A Case Study on Disaster Insurance in Kenya
DOI:
https://doi.org/10.3329/ralf.v8i1.53268Keywords:
Disaster Insurance, Livestock Insurance, Agricultural Insurance, Drought Response, Risk Financing, KenyaAbstract
This study aims to provide a comprehensive outlook on the active disaster insurance scene in the East African country, Kenya. It begins with a geographic and economic analysis of the country followed by its historical challenges with natural disasters, namely droughts. The study is both qualitative and quantitative in nature and mostly deals with secondary sources of data.
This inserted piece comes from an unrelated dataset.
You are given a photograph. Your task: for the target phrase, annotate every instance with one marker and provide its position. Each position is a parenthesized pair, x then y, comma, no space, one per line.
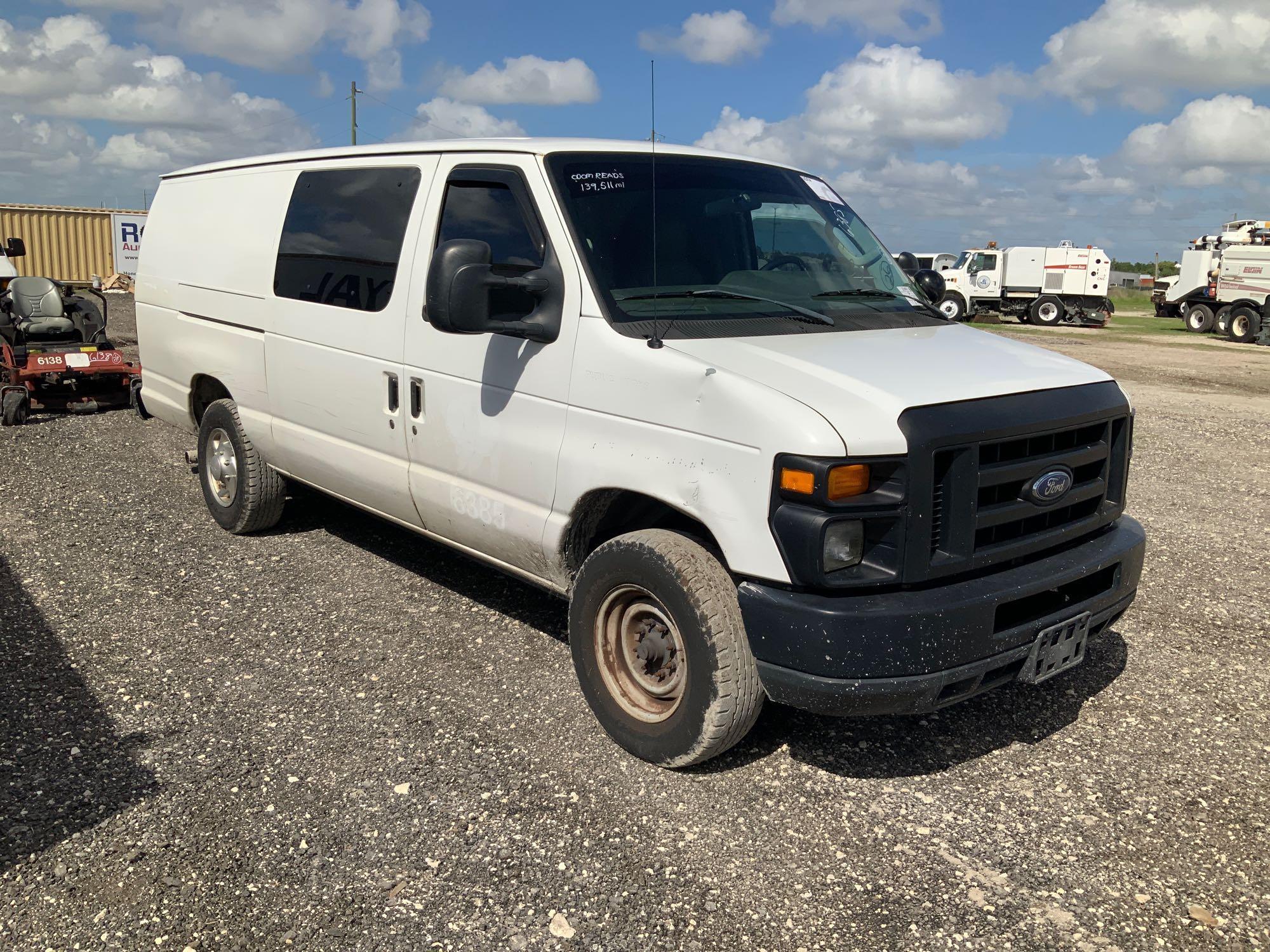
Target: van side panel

Establishing the current status of the country, the discussion brings into light the three insurance programs that have gained prominence there in the last decade: Kenyan Livestock Insurance Program (KLIP), Area Yield Index Insurance (AYII), and Kilimo Salama or Safe Agriculture. These programs use state of the art remote sensing technology to determine the availability of pasture, crop yields, etc. through standardized vegetation indices. Once the indices reach a predetermined minimum threshold, they trigger the payout mechanisms of the respective programs, economically uplifting the vulnerable communities involved and avoiding potential disaster. The programs are partially subsidized by the government which allows ease of adoption for local communities and helps stabilize the economy by keeping the agriculture and livestock sectors in balance. The study also acknowledges the limitations faced by the programs in order to provide a more realistic depiction and aims to encourage the piloting of similar programs in other developing nations like Bangladesh.